The legalization of cannabis isn’t an “if” but a “when” issue for employers in most states.
While its legalization creates confusion for many employers, there are conversations they can have to prepare ahead of time. The Midwest Business Group on Health convened a session Feb. 12 with human resources and medical professionals to discuss the legalization of medical cannabis and how employers should approach changing their drug-related policies.
Michigan was the latest state to legalize recreational cannabis, joining 33 other states and the District of Columbia that have legalized cannabis for recreational or medical use. Yet, even though many states have legalized both recreational and medical cannabis, federal law has not changed. Under the Controlled Substances Act, cannabis is still considered a Schedule I substance, meaning that it is defined legally as having no accepted medical use and having a high potential for abuse.
Peter Kadens, board director of cannabis cultivation and retail company Green Thumb Industries, was a featured speaker and discussed how employers should approach the legality of cannabis in the workplace.
“It is mission-critical to educate yourself on the laws and regulatory framework relative to medical cannabis in the states where you operate,” Kadens said. “Remember that each state has its nuanced set of laws, so if you employ people in multiple states, don’t assume that all laws are the same.”
Despite the federal ban, the Food and Drug Administration in November eased the restriction on the production of hemp products and products derived from cannabis with low concentrations of THC. The FDA also announced in June 2018 that a drug derived from cannabis, Epidolex, had been approved to treat seizures associated with two severe rare forms of epilepsy.
With the possibility of legalized cannabis under federal law in the coming years, workplace policy changes are also in question.
“It’s critical that you meet with key medical cannabis stakeholders in your communities to best understand how to create internal policies that govern your employees and that are congruent and consistent with the laws and regulations in the state,” Kadens noted. These community stakeholders include doctors, regulators, patients, and licensed operators.
While employers at the conference are trying to get ahead of the curve by adjusting their drug-related policies, they expressed their concerns over the involvement of cannabis in the workplace and the limitations of testing for THC impairment.

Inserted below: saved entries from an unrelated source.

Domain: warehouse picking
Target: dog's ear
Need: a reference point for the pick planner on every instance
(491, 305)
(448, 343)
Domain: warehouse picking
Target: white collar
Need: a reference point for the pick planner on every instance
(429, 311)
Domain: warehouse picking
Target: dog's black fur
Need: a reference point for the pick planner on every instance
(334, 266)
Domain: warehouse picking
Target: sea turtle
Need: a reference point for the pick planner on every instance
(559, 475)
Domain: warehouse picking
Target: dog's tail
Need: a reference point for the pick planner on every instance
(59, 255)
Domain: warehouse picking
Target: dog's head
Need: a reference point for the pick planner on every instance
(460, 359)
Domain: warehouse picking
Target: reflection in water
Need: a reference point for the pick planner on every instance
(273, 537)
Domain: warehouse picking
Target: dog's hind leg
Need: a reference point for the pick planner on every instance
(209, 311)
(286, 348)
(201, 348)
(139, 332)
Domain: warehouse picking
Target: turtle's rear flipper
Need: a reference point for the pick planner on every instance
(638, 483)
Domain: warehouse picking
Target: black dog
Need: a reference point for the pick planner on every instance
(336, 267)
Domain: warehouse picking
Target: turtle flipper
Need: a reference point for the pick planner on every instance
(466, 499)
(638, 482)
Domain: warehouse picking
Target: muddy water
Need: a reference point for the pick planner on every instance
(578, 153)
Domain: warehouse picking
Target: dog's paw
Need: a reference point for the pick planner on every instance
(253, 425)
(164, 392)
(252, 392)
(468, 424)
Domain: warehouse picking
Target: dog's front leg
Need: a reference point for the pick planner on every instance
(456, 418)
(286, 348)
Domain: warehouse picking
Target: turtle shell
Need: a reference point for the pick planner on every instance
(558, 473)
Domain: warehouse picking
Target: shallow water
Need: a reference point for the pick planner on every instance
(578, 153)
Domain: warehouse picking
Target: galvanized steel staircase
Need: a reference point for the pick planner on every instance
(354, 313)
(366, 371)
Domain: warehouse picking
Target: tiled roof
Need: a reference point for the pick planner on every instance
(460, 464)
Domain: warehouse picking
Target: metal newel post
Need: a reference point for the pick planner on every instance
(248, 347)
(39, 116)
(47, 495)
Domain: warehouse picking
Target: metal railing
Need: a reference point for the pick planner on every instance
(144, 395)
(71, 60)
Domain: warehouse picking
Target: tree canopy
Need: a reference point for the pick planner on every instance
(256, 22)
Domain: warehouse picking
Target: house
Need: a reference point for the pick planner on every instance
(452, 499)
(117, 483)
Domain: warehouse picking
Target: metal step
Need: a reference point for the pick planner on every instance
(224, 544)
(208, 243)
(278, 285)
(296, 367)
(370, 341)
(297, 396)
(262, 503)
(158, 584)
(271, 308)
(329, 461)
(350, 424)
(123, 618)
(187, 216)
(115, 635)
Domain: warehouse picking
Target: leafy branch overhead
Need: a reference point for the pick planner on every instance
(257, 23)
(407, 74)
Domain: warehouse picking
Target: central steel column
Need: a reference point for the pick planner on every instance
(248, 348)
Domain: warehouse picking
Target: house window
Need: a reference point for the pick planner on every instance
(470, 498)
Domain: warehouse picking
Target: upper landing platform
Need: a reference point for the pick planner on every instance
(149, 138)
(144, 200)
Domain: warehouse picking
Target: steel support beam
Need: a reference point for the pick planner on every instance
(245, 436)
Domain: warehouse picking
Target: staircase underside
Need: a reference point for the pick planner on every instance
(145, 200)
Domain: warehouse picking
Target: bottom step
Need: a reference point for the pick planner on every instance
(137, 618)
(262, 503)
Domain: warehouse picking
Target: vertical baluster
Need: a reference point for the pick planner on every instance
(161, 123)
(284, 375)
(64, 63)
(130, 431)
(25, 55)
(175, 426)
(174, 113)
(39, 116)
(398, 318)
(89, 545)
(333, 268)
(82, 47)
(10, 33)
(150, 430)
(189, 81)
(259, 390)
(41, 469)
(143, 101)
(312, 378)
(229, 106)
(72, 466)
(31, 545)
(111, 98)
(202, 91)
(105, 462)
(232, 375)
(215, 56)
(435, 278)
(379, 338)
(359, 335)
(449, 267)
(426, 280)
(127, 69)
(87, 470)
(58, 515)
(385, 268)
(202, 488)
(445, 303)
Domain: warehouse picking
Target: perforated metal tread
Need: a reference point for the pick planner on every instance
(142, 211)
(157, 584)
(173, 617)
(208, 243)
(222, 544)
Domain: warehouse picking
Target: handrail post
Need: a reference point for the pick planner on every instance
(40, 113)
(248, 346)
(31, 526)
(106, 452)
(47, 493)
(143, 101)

Dr. Jay Joshi, board-certified anesthesiologist and pain management specialist with the National Pain Centers, led a conversation on the scientific aspects of cannabis use with regards to testing. Analyzing THC levels in the bloodstream has been the most common method to judge an individual’s impairment.
Testing for impairment has been the topic of legal discourse when it comes to driving under the influence of cannabis. The Governors Highway Safety Association has reported that if a state doesn’t already have a cannabis-specific zero-tolerance policy, there are states that have per se limits of THC present in the blood. Colorado is the only state that has defined cannabis impairment by five active nanograms of THC present in the blood.
Kadens and Joshi clarified that because cannabis is fat-soluble and not water-soluble, there is no clear correlation between the amount of THC present in their bloodstream and the level of an individual’s impairment. With a lack of reliable testing, employers need to consider how cannabis legalization will affect the safety of their workplace.
One company involved with the advancement of THC testing is Buzzkill Labs. Based in Livermore, California, Buzzkill is developing a non-invasive method of testing that will reveal active-potency levels of THC for the previous six hours. Employers and professionals agreed that sophisticated tests such as these could be the future of workplace THC-testing.
Joshi emphasized that employers must realize that chronic pain patients are not drug addicts. An employee using medical cannabis is often looking for pain relief, he said, and not merely looking to get high.